Travis Ford, 35-letni dyrektor generalny firmy Wolf Capital Crypto Trading LLC z Glenpool w Oklahomie w Stanach Zjednoczonych przyznał się do oszukania 2,8 tys. inwestorów na kwotę 9,4 miliona dolarów.
Za popełnione przestępstwa mężczyźnie grozi teraz kara do pięciu lat pozbawienia wolności.
Precyzyjny plan
Wolf Capital pozycjonowało się jako najnowocześniejsza platforma inwestycyjna kryptowalut, oferując zaawansowane strategie handlowe i obiecując inwestorom dzienne zwroty w wysokości 1-2 proc., co daje roczny zwrot w wysokości 547 proc. Ta obietnica nadzwyczajnych zysków przyciągnęła do platformy tysiące inwestorów.
Począwszy od stycznia 2023 r. Ford aktywnie wykorzystywał stronę internetową firmy i platformę mediów społecznościowych, aby promować tę pozornie lukratywną okazję. Praktycznie od zera stworzył swój przekonujący wizerunek wykwalifikowanego tradera kryptowalut, wzbudzając tym samym zaufanie i podekscytowanie wśród potencjalnych inwestorów.

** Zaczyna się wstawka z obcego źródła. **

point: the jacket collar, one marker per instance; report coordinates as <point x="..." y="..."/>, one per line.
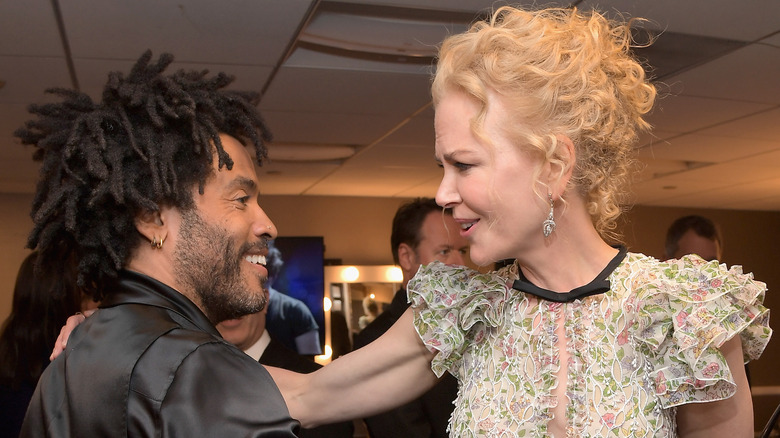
<point x="137" y="288"/>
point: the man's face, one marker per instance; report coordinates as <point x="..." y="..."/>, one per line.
<point x="692" y="243"/>
<point x="222" y="241"/>
<point x="243" y="332"/>
<point x="440" y="240"/>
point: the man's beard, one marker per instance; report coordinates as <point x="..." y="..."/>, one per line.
<point x="206" y="261"/>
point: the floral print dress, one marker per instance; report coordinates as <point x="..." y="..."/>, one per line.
<point x="647" y="345"/>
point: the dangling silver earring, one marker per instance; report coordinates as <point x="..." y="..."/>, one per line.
<point x="548" y="226"/>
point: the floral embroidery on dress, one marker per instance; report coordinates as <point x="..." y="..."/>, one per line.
<point x="635" y="352"/>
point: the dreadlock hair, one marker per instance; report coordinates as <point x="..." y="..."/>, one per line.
<point x="149" y="141"/>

Ale – jak sam teraz przyznaje – od samego początku wiedział, że obiecywanie klientom zwroty były nierealne do osiągnięcia.

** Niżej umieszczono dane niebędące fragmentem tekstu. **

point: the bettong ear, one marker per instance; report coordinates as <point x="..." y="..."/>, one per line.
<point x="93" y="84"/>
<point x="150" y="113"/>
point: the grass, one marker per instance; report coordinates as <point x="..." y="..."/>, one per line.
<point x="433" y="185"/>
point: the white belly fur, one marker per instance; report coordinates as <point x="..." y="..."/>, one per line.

W okresie od stycznia do sierpnia 2023 r. około 2,8 tys. osób powierzyło Wolf Capital 9,4 mln USD swoich ciężko zarobionych pieniędzy. Zamiast inwestować te środki zgodnie z daną inwestorom obietnicą, Ford wydawał je na swoje prywatne zachcianki. To nic innego jak działanie według schematu Ponziego, w którym fundusze od nowych inwestorów były wykorzystywane do wypłacania zysków (których de facto nie było) wcześniejszym uczestnikom piramidy, tworząc w ten sposób iluzję udanej inwestycji. Gdy cała akcja dobiegłą końca, większość inwestorów została z niczym.

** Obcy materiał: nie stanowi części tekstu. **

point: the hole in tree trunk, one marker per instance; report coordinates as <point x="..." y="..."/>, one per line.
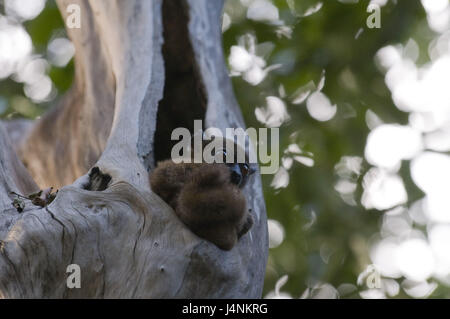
<point x="184" y="98"/>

Oszukańcze działania Forda wyszły na jaw w wyniku federalnego śledztwa, które doprowadziło do przyznania się mężczyzny za zarzucane mu czyny.
Ważna lekcja
Jak widać na powyższym przykładzie, perspektywa szybkiego wzbogacenia się jest tak kusząca, że ludzie zaczynają zachowywać się irracjonalnie – i branża kryptowalut nie jest tu wyjątkiem. Oszustwo dokonane przez Forda to ważna lekcja i przypomnienie dla wszystkich inwestorów, jak ważny jest sceptycyzm. Eksperci finansowi mówią zresztą o tym wyraźnie – mimo, że rynek kryptowalut daje wiele fantastycznych możliwości pomnożenia swojego majątku, to jest on również pełen niebezpieczeństw.
Wyciągnijmy wnioski – zawsze należy upewnić się, że platforma działa zgodnie z przepisami i posiada odpowiednie licencje. W niektórych krajach (np. USA, UE) giełdy muszą być zarejestrowane i regulowane przez lokalne organy finansowe, takie jak SEC, FCA czy KNF. Poza tym należy sprawdzić, czy platforma jest zgodna z normami bezpieczeństwa, takimi jak SOC 2 lub ISO/IEC 27001. Warto też poszukać informacji o założycielach i zarządzie. Brak przejrzystości co do osób odpowiedzialnych za platformę to duże ryzyko. Warto też sprawdzić recenzje na niezależnych stronach. Pamiętajmy też o tym, by uważać na platformy, które mają wiele zgłoszeń dotyczących zablokowanych środków, trudności z wypłatami lub nieodpowiedzialnego zachowania obsługi klienta.